Ma tentation première fut donc d'écrire un essai sur
le sujet, et j'avais d'ailleurs conçu un plan très détaillé
et rédigé de copieuses notes à cet effet. Et puis, je
ne sais pourquoi, lorsqu'à deux reprises l'opportunité
me fut donnée de poser mon sac et d'écrire, ce furent
des fictions qui me vinrent sous la plume. Après la
publication du Successeur de pierre (Denoël,
1999) en revanche, c'est tout aussi naturellement que
je me suis mis à cet essai. L'événement déclenchant
a été la débâcle de la "netéconomie" qui vérifiait de
façon quasi expérimentale mes idées sur la façon dont
nous devenons, insensiblement, " la chose de choses
inertes ". Après-coup, je suis persuadé que c'était
le bon cheminement, et que ces vingt années de cave
étaient nécessaires à la maturation de ces idées.
Vous
êtes vous-même une figure pionnière en France des applications
de l'intelligence artificielle et savez de quoi vous
parlez en évoquant le développement de cette discipline.
Mais pourquoi en dénoncer le danger après l'avoir si
longtemps côtoyée: prise de conscience tardive ou aveuglement
issu de l'aura du Successeur?
Cette
prise de conscience n'aurait certainement pas eu lieu
si je n'avais eu le parcours que vous rappelez. Il en
va du Successeur comme des autres espèces vivantes:
on ne les connaît vraiment qu'au terme d'un long compagnonnage.
N'oubliez pas par ailleurs que le Successeur ne nous
est vraiment apparu que depuis peu et que nombreux sont
ceux qui, en dépit de ses manifestations de plus en
plus tangibles, nient encore son existence.
Lorsqu'on
lit les premiers chapitres de votre essai, on est amené
insensiblement à opérer une redoutable confusion entre
vie et intelligence, les deux termes paraissant alors
synonymes. Doit-on en inférer que la sorte d'élan vital
dont vous cherchez à mesurer le déploiement au fil des
siècles devait nécessairement, pour survivre, "persister
dans son être", s'acoquiner à une forme d'intelligence?

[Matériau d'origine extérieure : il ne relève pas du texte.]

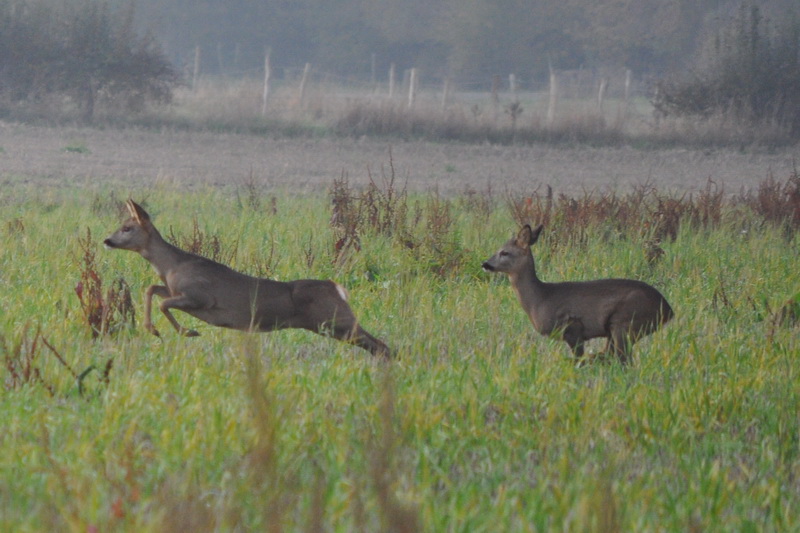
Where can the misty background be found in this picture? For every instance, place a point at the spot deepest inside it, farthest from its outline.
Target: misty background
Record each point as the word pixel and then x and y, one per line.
pixel 467 41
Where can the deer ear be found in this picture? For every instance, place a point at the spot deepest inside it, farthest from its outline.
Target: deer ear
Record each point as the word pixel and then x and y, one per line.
pixel 528 236
pixel 137 213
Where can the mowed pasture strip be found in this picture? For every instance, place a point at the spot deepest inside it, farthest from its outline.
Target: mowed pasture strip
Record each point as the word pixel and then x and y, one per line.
pixel 139 157
pixel 480 425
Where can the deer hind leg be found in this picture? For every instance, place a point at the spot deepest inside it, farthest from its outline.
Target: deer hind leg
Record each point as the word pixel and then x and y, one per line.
pixel 573 336
pixel 620 343
pixel 363 339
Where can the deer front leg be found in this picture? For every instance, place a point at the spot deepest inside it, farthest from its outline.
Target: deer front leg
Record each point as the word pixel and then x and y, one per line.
pixel 162 292
pixel 182 303
pixel 178 302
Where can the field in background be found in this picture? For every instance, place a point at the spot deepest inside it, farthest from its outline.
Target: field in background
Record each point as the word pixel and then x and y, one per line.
pixel 480 425
pixel 586 108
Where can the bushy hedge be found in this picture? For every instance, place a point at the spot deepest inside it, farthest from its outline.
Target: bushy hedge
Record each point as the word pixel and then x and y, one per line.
pixel 750 70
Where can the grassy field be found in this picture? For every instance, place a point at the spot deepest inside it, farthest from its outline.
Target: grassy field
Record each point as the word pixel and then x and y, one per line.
pixel 480 425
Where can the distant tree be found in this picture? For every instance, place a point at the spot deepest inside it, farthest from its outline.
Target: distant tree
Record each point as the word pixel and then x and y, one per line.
pixel 82 49
pixel 750 69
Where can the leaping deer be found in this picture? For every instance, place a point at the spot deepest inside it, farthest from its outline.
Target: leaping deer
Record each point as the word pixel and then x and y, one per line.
pixel 223 297
pixel 621 310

Jusqu'à quel point ces deux entités se rejoignent-elles
selon vous?
Elles
ne se " rejoignent" pas - tels deux êtres qui décideraient,
face à un sort contraire, de faire cause commune -,
elles sont une seule et même chose: l'intelligence est
une propriété de la vie, qui à son tour est une propriété
de la matière. Autrement dit, la vie et l'intelligence
sont à mes yeux des propriétés de la matière, qui apparaissent
nécessairement à un certain stade d'organisation de
cette dernière.
Avez-vous
été influencé par d'autres philosophes que Chardin dans
l'élaboration de vos oeuvres?
J'ai
trouvé après coup des similarités - mais aussi des divergences
fondamentales qu'il serait trop long d'exposer ici -
avec le concept de "volonté" chez Schopenhauer et ceux
de "volonté de puissance" et de "surhumain" chez Nietzsche.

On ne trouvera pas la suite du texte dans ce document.